- By David Slade [email protected]
- Oct 2, 2022
Delinquent tax sales, like this one in Charleston County in 2014, tend to attract lots of bidders. Bidders can end up owning the properties, or they can collect large interest payments if the previous owners reclaim them. File/Brad Nettles/Staff
SUMMERVILLE — The property Wendy Reed’s great-grandmother inherited in 1957 near downtown Summerville was sold in 2012 to pay a $112 delinquent property tax bill, and after years of fighting Dorchester County in court over it, Reed has conceded defeat.
A lawsuit that framed the sale as a civil rights issue ended this summer when the S.C. Court of Appeals upheld an earlier ruling in the county’s favor.
Former state lawmaker Thomas Limehouse, who bought Reed’s eighth-of-an-acre family property for $2,000 at a delinquent tax auction, was also a defendant.
Reed said she hopes to buy the property back from Limehouse, who said he’s been negotiating with the family.
The West Richardson Avenue property in Summerville at the heart of an 8-year lawsuit over how Dorchester County handles heirs’ properties in delinquent tax sales. The lawsuit was filed in 2014, the year this photo was taken. File/Leslie Cantu/Journal Scene
Reed’s lawyer Nancy Bloodgood had argued Reed should have been able to buy back the property before the county transferred it to Limehouse in 2014, but that she faced discrimination as a Black heirs’ property owner.
Bloodgood said Dorchester County refused to let Reed reclaim the tax-delinquent property because her name wasn’t on the deed. Heirs’ properties are those that have been handed down through families without the benefit of written wills or probate court, leaving them with tangled titles.

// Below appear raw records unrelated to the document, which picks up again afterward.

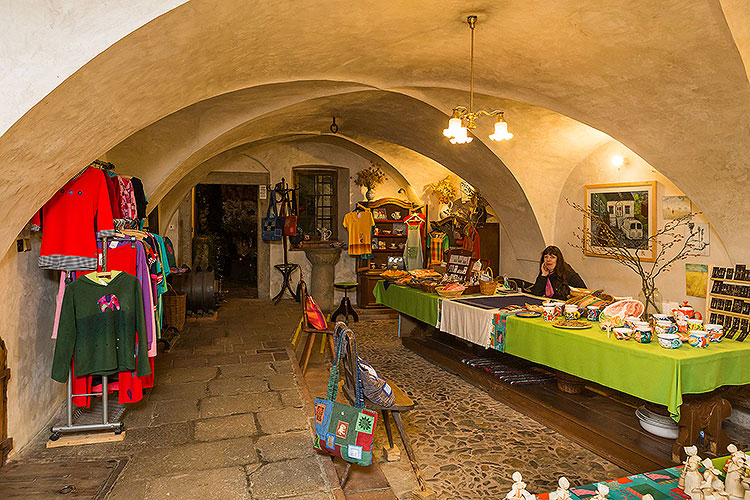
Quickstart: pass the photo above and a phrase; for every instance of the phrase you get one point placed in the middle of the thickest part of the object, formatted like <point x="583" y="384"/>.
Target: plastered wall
<point x="27" y="308"/>
<point x="606" y="273"/>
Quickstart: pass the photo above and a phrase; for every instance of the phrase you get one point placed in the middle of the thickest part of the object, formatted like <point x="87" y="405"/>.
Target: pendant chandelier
<point x="464" y="119"/>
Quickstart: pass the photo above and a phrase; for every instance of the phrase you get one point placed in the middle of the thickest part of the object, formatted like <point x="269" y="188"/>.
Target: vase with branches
<point x="670" y="243"/>
<point x="370" y="178"/>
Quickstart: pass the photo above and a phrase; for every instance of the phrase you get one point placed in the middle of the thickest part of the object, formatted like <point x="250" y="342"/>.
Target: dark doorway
<point x="226" y="235"/>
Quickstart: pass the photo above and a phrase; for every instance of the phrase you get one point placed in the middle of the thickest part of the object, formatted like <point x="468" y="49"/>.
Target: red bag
<point x="290" y="225"/>
<point x="314" y="315"/>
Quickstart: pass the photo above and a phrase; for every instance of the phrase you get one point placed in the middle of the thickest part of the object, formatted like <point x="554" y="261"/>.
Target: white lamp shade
<point x="501" y="132"/>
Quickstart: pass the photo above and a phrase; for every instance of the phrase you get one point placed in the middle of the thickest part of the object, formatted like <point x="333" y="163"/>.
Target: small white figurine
<point x="602" y="490"/>
<point x="711" y="488"/>
<point x="690" y="478"/>
<point x="518" y="490"/>
<point x="734" y="468"/>
<point x="562" y="492"/>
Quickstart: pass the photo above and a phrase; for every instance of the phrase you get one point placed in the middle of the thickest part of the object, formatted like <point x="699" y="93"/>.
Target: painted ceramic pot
<point x="571" y="311"/>
<point x="715" y="332"/>
<point x="698" y="339"/>
<point x="592" y="313"/>
<point x="695" y="324"/>
<point x="669" y="340"/>
<point x="623" y="333"/>
<point x="665" y="327"/>
<point x="550" y="313"/>
<point x="642" y="335"/>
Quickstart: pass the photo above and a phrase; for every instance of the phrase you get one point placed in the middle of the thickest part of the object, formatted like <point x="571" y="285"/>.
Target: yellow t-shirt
<point x="359" y="225"/>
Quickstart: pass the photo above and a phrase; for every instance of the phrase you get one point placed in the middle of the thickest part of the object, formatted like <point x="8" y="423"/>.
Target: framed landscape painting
<point x="629" y="209"/>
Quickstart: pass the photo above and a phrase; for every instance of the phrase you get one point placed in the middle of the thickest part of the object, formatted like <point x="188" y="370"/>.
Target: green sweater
<point x="98" y="325"/>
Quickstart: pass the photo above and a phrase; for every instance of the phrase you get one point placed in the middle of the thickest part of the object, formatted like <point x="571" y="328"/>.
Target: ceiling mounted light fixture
<point x="464" y="119"/>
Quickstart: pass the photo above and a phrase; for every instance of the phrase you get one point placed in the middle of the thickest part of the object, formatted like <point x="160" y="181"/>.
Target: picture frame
<point x="379" y="214"/>
<point x="629" y="207"/>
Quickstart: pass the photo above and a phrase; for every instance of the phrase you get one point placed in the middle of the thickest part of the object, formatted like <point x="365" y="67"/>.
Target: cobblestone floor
<point x="467" y="443"/>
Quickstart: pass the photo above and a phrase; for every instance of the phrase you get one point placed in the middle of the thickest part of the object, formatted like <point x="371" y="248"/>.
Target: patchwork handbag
<point x="341" y="430"/>
<point x="272" y="226"/>
<point x="375" y="387"/>
<point x="315" y="316"/>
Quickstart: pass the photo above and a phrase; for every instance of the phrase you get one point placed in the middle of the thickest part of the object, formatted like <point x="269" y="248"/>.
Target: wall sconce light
<point x="619" y="160"/>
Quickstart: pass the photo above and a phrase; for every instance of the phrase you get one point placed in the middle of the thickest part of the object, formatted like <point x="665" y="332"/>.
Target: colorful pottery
<point x="550" y="313"/>
<point x="623" y="333"/>
<point x="698" y="339"/>
<point x="695" y="324"/>
<point x="571" y="312"/>
<point x="642" y="334"/>
<point x="665" y="327"/>
<point x="592" y="313"/>
<point x="714" y="331"/>
<point x="669" y="340"/>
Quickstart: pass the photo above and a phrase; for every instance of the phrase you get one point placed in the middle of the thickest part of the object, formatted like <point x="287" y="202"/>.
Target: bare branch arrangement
<point x="670" y="243"/>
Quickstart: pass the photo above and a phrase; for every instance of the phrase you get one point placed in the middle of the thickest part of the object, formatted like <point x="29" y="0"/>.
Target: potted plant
<point x="370" y="178"/>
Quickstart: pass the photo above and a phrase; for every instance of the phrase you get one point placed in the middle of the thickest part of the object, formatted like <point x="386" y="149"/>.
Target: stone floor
<point x="467" y="443"/>
<point x="225" y="420"/>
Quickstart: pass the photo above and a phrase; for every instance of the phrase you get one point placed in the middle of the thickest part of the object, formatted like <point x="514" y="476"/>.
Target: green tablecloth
<point x="646" y="371"/>
<point x="410" y="301"/>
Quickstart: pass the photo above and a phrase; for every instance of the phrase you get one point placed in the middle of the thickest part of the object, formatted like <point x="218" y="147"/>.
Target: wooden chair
<point x="402" y="402"/>
<point x="311" y="332"/>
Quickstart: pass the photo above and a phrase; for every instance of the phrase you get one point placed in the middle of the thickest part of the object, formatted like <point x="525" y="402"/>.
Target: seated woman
<point x="555" y="276"/>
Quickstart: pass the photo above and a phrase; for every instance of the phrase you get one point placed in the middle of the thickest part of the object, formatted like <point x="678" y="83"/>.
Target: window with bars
<point x="317" y="201"/>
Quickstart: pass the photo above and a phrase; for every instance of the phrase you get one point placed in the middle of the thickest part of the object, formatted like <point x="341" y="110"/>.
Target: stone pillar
<point x="323" y="260"/>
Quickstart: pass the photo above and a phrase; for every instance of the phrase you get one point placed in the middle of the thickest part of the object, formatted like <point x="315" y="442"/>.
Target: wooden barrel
<point x="201" y="289"/>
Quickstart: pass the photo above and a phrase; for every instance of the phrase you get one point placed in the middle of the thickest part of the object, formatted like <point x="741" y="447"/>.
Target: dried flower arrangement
<point x="370" y="177"/>
<point x="444" y="190"/>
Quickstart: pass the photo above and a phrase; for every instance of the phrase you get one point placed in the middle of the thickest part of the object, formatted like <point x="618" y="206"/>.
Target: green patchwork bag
<point x="341" y="430"/>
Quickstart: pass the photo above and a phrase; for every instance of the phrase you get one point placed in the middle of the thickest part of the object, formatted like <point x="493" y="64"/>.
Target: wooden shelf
<point x="728" y="313"/>
<point x="739" y="282"/>
<point x="722" y="296"/>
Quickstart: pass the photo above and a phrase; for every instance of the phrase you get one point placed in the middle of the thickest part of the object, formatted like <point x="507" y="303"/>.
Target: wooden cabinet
<point x="389" y="240"/>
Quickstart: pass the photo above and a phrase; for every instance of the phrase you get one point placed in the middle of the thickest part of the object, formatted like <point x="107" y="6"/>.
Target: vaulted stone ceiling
<point x="666" y="79"/>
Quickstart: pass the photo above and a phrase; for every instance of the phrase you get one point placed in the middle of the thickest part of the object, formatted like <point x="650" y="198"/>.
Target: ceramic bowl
<point x="642" y="335"/>
<point x="669" y="340"/>
<point x="698" y="339"/>
<point x="715" y="332"/>
<point x="695" y="324"/>
<point x="623" y="333"/>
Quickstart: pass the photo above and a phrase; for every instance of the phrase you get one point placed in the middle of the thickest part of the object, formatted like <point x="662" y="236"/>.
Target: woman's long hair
<point x="562" y="268"/>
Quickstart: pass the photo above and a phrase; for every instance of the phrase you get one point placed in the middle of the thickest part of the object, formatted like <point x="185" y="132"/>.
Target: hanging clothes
<point x="75" y="216"/>
<point x="438" y="243"/>
<point x="128" y="207"/>
<point x="413" y="256"/>
<point x="471" y="242"/>
<point x="99" y="323"/>
<point x="359" y="224"/>
<point x="140" y="197"/>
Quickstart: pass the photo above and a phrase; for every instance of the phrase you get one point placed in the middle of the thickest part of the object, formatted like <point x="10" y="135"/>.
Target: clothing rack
<point x="106" y="425"/>
<point x="286" y="269"/>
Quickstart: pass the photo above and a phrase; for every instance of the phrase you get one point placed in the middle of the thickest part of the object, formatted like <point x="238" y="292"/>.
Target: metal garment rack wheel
<point x="106" y="425"/>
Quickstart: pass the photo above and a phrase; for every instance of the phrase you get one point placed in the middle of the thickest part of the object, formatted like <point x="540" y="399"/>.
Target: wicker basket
<point x="569" y="383"/>
<point x="452" y="294"/>
<point x="174" y="304"/>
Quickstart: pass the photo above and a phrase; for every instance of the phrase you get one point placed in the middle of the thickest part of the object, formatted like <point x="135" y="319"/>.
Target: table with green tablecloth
<point x="409" y="301"/>
<point x="646" y="371"/>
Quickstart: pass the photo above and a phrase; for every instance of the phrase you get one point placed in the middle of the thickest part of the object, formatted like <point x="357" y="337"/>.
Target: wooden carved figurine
<point x="691" y="478"/>
<point x="711" y="488"/>
<point x="518" y="490"/>
<point x="602" y="490"/>
<point x="734" y="467"/>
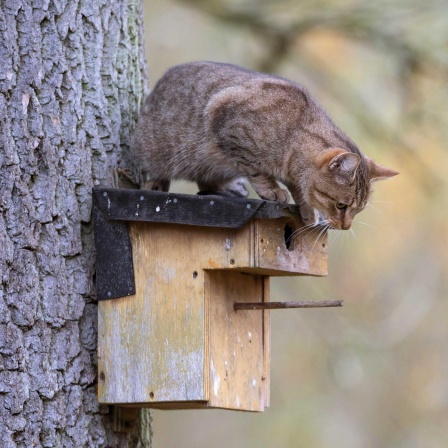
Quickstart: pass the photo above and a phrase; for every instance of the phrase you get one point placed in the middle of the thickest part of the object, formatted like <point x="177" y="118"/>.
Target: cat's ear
<point x="340" y="161"/>
<point x="379" y="172"/>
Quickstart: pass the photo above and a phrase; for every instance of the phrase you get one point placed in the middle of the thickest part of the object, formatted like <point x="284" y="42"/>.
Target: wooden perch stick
<point x="279" y="305"/>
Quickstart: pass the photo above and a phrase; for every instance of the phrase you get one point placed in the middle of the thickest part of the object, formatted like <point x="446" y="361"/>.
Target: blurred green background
<point x="374" y="373"/>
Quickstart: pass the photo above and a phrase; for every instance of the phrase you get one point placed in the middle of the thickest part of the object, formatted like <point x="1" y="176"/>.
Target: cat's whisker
<point x="309" y="227"/>
<point x="322" y="233"/>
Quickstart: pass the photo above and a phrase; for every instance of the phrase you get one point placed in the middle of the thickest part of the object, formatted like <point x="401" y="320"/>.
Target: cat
<point x="219" y="124"/>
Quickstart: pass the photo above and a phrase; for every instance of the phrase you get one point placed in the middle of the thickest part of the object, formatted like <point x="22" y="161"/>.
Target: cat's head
<point x="341" y="184"/>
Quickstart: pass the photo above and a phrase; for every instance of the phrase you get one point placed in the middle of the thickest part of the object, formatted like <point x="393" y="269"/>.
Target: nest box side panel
<point x="239" y="342"/>
<point x="283" y="247"/>
<point x="151" y="345"/>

Reed’s case illustrates how delinquent tax sales are a particular challenge facing heirs’ property owners. People who lose a property through a delinquent tax sale have a year to reclaim it by paying back taxes, fees and interest, but those with heirs’ property face the challenge of proving it was their property to reclaim.
“I never understood the problem with living on heirs’ property,” said Reed, who raised a son and daughter in her manufactured home on West Richardson Avenue. She continued living there with her husband and three grandchildren while the court case played out.
“I never knew it was so easy to lose property like that,” Reed said.
As one heir of the deceased former owners of the land, Reed owned 1/75th of the property, but none of that was legally recorded. It’s not an uncommon situation in South Carolina, particularly in Black communities.